Why is this? It was once thought of as risky to produce plays with anything under 8 characters, let alone the 2-4 character plays that most contemporary works offer. Propose one of our contemporary plays to a producer of 50 years ago, and her or she would ask, “Where is the spectacle? Where are the layers of relationships? How could a small cast possibly keep butts in the seats?”
And yet, small cast plays have proven themselves highly successful to companies and theater goers. For theater companies, it is cheaper to produce a show with only a few actors’ salaries, which also means fewer costumes, and often a story with a single fixed location—ie one set. For the theater goer, some would argue this gives them the opportunity to connect more intimately with characters, be drawn into the action and directly identify with them, rather than witness a pageant of people onstage. Terry Teachout at the Wall Street Journal wrote an article on this very topic back in 2013, going in depth about the history of cast size in American theater with musings on the leanings of contemporary audiences—and although he gives kind kudos to large productions, his favor is clearly for the “taut, concentrated and intimate” feel of smaller casts.
But one can also make the case that there is a certain facet of life that is lost when we only have two actors before us on the stage. We lose that we are part of the greater world. That the struggles of we small individuals do not exist in a void, but are part of a vibrant, interconnected community on this planet—that community which we call humanity.

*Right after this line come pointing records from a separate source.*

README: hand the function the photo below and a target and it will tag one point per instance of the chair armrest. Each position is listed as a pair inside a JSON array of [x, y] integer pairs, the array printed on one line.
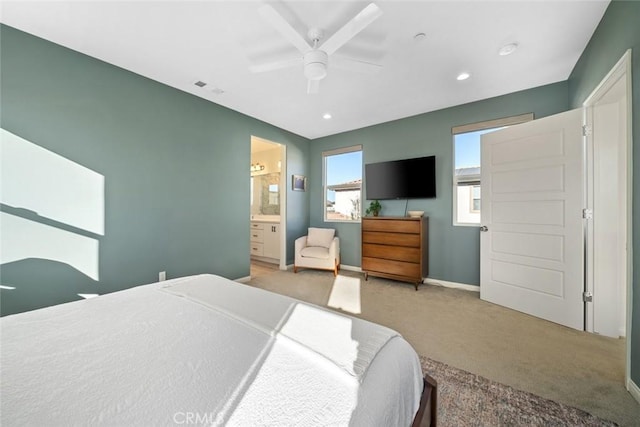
[[334, 249], [300, 243]]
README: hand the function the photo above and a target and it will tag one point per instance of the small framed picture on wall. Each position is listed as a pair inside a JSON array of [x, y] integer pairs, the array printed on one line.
[[298, 183]]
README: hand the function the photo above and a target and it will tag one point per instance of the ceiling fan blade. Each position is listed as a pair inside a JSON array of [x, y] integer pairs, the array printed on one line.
[[351, 28], [276, 20], [313, 87], [276, 65], [355, 65]]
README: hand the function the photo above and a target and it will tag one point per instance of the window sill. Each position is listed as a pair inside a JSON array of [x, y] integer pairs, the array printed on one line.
[[466, 224]]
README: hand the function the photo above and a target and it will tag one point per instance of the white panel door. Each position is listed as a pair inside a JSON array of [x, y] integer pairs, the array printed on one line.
[[531, 254]]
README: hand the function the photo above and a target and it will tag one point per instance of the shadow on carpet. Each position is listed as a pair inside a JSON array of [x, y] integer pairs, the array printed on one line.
[[466, 399]]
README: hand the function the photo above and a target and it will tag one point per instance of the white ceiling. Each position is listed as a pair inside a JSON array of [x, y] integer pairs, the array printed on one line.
[[180, 42]]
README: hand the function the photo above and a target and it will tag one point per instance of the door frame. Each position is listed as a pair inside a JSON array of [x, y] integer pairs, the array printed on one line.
[[621, 70], [282, 265]]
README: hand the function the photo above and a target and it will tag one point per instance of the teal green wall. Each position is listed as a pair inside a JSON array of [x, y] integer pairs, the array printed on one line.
[[176, 171], [454, 251], [618, 31]]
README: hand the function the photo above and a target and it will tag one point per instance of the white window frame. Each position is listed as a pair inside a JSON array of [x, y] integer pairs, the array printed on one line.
[[330, 153], [474, 127]]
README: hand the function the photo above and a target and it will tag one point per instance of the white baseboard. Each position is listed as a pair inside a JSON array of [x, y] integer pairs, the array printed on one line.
[[455, 285], [633, 389], [342, 267]]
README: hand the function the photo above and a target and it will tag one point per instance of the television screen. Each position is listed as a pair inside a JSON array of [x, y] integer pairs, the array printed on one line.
[[401, 179]]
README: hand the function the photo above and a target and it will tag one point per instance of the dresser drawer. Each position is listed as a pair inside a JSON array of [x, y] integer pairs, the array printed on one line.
[[399, 268], [391, 225], [257, 235], [256, 248], [393, 239], [398, 253]]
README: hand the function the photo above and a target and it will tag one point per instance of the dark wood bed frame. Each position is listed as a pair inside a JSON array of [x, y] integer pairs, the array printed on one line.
[[427, 414]]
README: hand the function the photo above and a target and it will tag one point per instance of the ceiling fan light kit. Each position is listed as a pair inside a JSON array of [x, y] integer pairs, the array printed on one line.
[[315, 56], [315, 64]]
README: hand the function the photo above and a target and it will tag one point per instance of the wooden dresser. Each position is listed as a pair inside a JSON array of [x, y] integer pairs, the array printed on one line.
[[396, 248]]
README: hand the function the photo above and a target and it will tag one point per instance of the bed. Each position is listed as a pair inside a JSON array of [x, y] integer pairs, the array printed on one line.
[[204, 350]]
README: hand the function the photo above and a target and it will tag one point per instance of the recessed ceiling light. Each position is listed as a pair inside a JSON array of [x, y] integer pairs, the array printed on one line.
[[508, 49], [419, 37]]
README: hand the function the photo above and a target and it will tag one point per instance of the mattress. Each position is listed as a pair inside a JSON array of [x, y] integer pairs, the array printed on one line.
[[203, 350]]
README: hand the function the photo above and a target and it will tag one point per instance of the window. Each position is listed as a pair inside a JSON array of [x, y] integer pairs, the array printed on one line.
[[467, 172], [474, 205], [342, 183]]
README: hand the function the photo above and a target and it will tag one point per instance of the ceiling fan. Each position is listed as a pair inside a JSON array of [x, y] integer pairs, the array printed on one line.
[[315, 55]]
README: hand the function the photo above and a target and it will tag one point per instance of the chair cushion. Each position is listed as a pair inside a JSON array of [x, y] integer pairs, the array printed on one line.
[[320, 237], [315, 252]]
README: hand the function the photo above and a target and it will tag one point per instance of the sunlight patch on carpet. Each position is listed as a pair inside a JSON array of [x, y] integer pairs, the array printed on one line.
[[345, 294]]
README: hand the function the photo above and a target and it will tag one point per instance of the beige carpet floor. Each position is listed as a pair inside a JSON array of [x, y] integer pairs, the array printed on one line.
[[457, 328]]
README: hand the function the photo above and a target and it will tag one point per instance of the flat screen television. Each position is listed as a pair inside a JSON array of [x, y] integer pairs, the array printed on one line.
[[401, 179]]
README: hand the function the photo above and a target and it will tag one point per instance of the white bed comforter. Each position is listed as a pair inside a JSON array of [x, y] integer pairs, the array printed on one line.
[[203, 350]]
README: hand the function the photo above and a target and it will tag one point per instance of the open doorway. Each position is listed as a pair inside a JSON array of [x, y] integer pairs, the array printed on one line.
[[608, 193], [268, 204]]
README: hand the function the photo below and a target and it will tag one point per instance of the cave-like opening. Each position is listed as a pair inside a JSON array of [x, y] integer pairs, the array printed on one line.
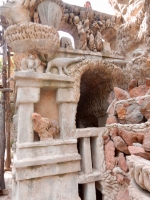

This focus on the woes of the individual is a reflection of how our society has changed. Through the distant connections made via technology, we have become more specialized, more internal, and more self-focused. Our plays then become narrow, mimicking the concentrated isolation we perceive as our little world. In reality, we need to be reminded that we are more impactful than we realize and the scope of what we can accomplish on stage could be so much bigger.
What would Our Town be without the varied voices of Grove’s Corners? What would Working be without a full cast representing the hundreds of interviews held by Studs Turkle? Or Les Miserables if you couldn’t “hear The People—all those people—sing?” A large cast reminds us that we are not just a small individual but part of a collective—and that there is love and power and support in that. To quote Sondheim, “We are not alone, no one is alone.”
Luckily, not all theaters or playwrights have forgotten the power of a large cast. A movement of ensemble companies and innovative playwrights have begun to bring back the Chorus and the Townspeople. I think of the Flea Theater in NYC, whose staging of These Seven Sicknesses—a modern update of works of Sophocles with a cast of 34—I still consider one of the most beautiful, enrapturing pieces of theater I have seen. I think of Andrew Hinderaker’s Colossal, recently staged at the Mixed Blood Theater here in Minneapolis, a script which asks for a full football team and dance company on stage.
And I think of our own Girl Friday Productions, and feel proud that we are dedicated to bringing to life large-scale ensemble based American classics. We are invested in stories that speak to the individual and the varied voices in society. By bringing to life larger works from the past we offer humanity, relevance and stimulating theatricality for today.